May 12, 2008

She Turned Her Life Around - Incarceration Spurs Change

By Jennifer Gentile  |  The Reporter  —  

Amanda Bell's life as a young adult was on a downward spiral. Now almost 27, the Vaca- ville resident was candid about past mistakes and her subsequent turnaround. She also openly acknowledged coming from a dysfunctional family and being a victim of molestation.

"I was just always extremely angry," she said. "I think it was because I didn't understand the things that had happened to me." When she was barely into adolescence, Bell began bullying other students and abusing drugs and alcohol.

At age 12, she started smoking marijuana, and within a few years, she had developed an addiction to crank. At 17, she committed an ATM robbery at gunpoint and was caught within minutes.

The crime "wasn't to hurt anybody," she said, but rather to get money for drugs.

"I was going to do what I wanted, regardless," Bell said. "I didn't care about getting in trouble."

Her life changed on Jan. 20, 1999 – which she recalled as "the day I got locked up." She was sentenced to 2 1/2 years at the California Youth Authority facility in Ventura County.

"My first two years in there, I acted out," she said. "It was the first time since I was 12 that I was sober. I didn't know how to deal with anything I was feeling inside." As a penalty for her uncooperative behavior, authorities tacked on another 2 1/2 years to her sentence.

Bell later would call her incarceration at CYA "the best thing that ever happened to me." She took part in counseling and treatment groups and earned her high school diploma.

Today, she is gainfully employed, married and the mother of a 2-year-old son. She said her life would look much different if she had been tried as an adult and did time in an adult facility.

"I don't think I would be where I am today if I had gone to prison," she said. "It worked for me. It doesn't work for everybody, but it worked for me."

Protecting youth in the justice system is the premise of the Juvenile Justice and Delinquency Act of 1974, which is up for re-authorization in Congress. The law, according to Media Director Eric Solomon with the Campaign for Youth Justice, "has worked for (more than) 30 years to ensure youth are not placed in adult jails." The Washington, D.C.-based campaign works to end the trying, sentencing and incarceration of youth under 18 in the criminal justice system.

In Solano County, "we make every attempt to use the Juvenile Court for juvenile offenders," District Attorney David Paulson said via e-mail.

"Only when the offender and/or the crime is of such magnitude that rehabilitation is an unlikely and/or unwarranted option do we file the case in adult court," he added.

On the whole, Paulson said the act has been "very helpful."

"It has forced jurisdictions across the country to address juvenile justice policy, to look at how the system works and identify flaws in the system."

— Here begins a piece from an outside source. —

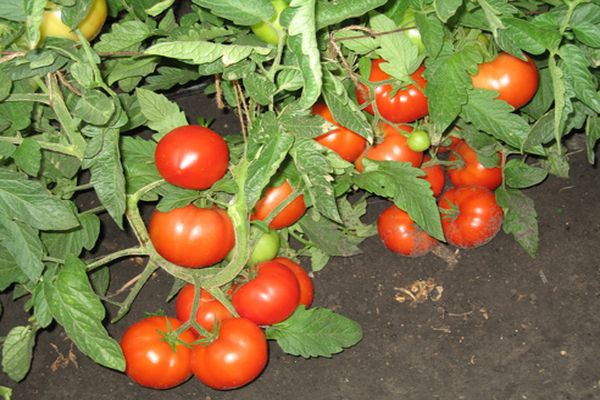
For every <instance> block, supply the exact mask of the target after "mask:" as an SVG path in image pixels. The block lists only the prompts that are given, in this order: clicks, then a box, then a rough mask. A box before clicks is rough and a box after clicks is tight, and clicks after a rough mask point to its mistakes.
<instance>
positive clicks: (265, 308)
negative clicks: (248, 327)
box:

In a letter to several congressmen, including George Miller, D-Solano, Attorney Sue Burrell with the San Francisco-based Youth Law Center pointed out areas "in which the JJDA needs to be strengthened and the loopholes closed."

For one, she claimed that in some states, youth who are truant from school or who run away from home can be locked up when their "offense' is bootstrapped into the crime of contempt." She also alleged that jails find ways to get around the requirement of "sight and sound" separation of children from adults – like using window shades as barriers when a juvenile is in a holding cell.